# Speedo needle melted....



## GDAccent (Jun 16, 2010)

Hello again !! Everyone was great in helping me figure my starting issues with the 92 pickup. So this is the next project on it.

A couple of years ago, we had a really hot summer a few days in a row were over hundred which is rare for this area Pacific NW. we do get some, but not many in a row.....So the speedo needle has melted back. So it leans against the 
mph gauge. It start sticking around 45mph and as you get faster say 65. You have to slap the dash to knock it loose.

Whats the best way about fixing this? I was thinking if I can get into it, and pull the needle off I can try to reform it, then maybe glue something on the back to reinforce it from melting back again.

Any suggestions... ThX


----------



## zanegrey (Dec 5, 2005)

i tied on a wooden matchstick with the red tip pointing out..
be sure bot to remove the base of the needle w/o locking the drive spindle in place as you will loose the calibration..

i put the wooden matchstick on the back of the needle and the wrapped a whit thread around it many many times and tied it off then cut the needle off about 3/4 of the way down..
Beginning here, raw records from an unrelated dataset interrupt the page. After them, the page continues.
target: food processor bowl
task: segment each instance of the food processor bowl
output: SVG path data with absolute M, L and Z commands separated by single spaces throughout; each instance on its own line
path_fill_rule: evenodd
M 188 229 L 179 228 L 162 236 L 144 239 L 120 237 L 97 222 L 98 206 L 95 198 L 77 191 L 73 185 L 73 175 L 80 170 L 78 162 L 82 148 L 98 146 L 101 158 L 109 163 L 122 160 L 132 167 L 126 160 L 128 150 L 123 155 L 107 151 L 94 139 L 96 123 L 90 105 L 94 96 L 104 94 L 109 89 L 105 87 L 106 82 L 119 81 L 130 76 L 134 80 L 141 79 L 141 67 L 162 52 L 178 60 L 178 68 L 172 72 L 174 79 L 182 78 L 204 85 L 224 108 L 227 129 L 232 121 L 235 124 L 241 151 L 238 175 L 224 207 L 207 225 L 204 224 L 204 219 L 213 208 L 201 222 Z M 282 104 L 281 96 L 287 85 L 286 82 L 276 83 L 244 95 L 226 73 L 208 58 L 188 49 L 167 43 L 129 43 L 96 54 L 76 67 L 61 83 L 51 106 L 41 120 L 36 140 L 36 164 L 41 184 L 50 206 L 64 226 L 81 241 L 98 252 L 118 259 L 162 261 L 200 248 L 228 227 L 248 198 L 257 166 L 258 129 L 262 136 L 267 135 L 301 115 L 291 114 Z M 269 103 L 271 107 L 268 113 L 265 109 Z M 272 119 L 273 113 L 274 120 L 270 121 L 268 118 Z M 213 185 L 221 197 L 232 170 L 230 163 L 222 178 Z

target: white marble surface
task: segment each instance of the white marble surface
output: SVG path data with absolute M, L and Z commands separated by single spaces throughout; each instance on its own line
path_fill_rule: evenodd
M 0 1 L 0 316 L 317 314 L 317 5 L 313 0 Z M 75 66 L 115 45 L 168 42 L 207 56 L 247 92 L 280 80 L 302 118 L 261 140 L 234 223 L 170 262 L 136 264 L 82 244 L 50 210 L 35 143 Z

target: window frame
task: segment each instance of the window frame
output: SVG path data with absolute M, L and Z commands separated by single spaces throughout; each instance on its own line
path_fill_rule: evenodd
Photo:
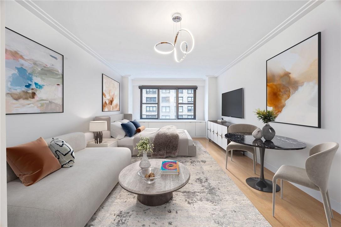
M 196 90 L 197 89 L 197 87 L 196 86 L 139 86 L 139 88 L 140 89 L 140 119 L 141 120 L 195 120 L 196 119 Z M 157 95 L 156 97 L 156 102 L 155 103 L 143 103 L 142 100 L 143 100 L 143 89 L 155 89 L 156 90 L 156 93 L 152 93 L 151 94 L 150 93 L 148 93 L 148 94 L 156 94 Z M 175 119 L 167 119 L 167 118 L 161 118 L 161 112 L 162 109 L 160 107 L 161 106 L 161 103 L 162 103 L 161 102 L 161 98 L 160 98 L 160 93 L 161 91 L 160 91 L 160 89 L 166 89 L 166 90 L 170 90 L 175 89 L 176 90 L 176 105 L 175 106 L 175 107 L 176 109 L 176 118 Z M 188 102 L 188 97 L 187 97 L 187 102 L 184 103 L 183 102 L 183 91 L 184 90 L 187 90 L 188 94 L 192 94 L 192 93 L 188 93 L 188 91 L 189 90 L 193 90 L 193 102 Z M 180 91 L 182 91 L 182 93 L 179 93 L 179 91 L 180 90 Z M 164 94 L 168 94 L 168 92 L 164 92 Z M 147 94 L 147 93 L 146 91 L 146 94 Z M 182 97 L 182 100 L 181 102 L 179 102 L 179 94 L 181 94 L 182 96 L 180 97 Z M 147 101 L 147 99 L 146 97 L 146 101 Z M 170 96 L 169 96 L 169 98 L 170 98 Z M 156 115 L 157 117 L 156 118 L 143 118 L 142 117 L 142 107 L 143 105 L 145 104 L 153 104 L 154 105 L 156 105 L 156 115 Z M 182 108 L 182 112 L 180 112 L 180 114 L 179 114 L 179 107 L 180 105 L 181 105 Z M 187 107 L 187 109 L 188 110 L 188 106 L 191 105 L 193 106 L 193 112 L 189 112 L 188 111 L 188 114 L 184 114 L 184 107 L 183 106 L 186 106 Z M 186 108 L 186 107 L 185 107 Z M 169 112 L 170 111 L 170 107 L 169 107 L 169 112 Z M 146 112 L 147 112 L 146 110 Z M 154 111 L 148 111 L 149 112 L 154 112 Z M 186 111 L 185 112 L 186 112 Z M 189 114 L 190 113 L 190 114 Z M 146 116 L 146 115 L 144 115 Z M 193 117 L 190 118 L 179 118 L 179 115 L 183 116 L 183 115 L 186 115 L 187 116 L 193 116 Z

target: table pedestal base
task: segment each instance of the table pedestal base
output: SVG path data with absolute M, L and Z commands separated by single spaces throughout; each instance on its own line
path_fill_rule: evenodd
M 246 183 L 251 187 L 262 192 L 272 192 L 272 182 L 259 177 L 249 177 L 246 179 Z M 276 185 L 276 192 L 279 192 L 281 188 Z
M 147 196 L 138 195 L 137 200 L 142 204 L 150 207 L 159 206 L 170 200 L 173 198 L 173 193 L 169 192 L 163 195 Z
you could just use the match stick as a backing to the needle..kind of like a splint.


----------



## badmaxx (Aug 26, 2010)

Same thing happened to mine. I pulled out what was left of the needle, clipped the curly part off, placed it in a small vise, drilled a tiny hole where the needle was, and super-glued, 3 quarters of a toothpick in the hole and painted it with a can of white paint. It definitely looks like the real deal!


----------



## SPEEDO (Jun 9, 2003)

^ what they said! but take care of it soon because it can bind up your speedo cable, which leads to breakage....


----------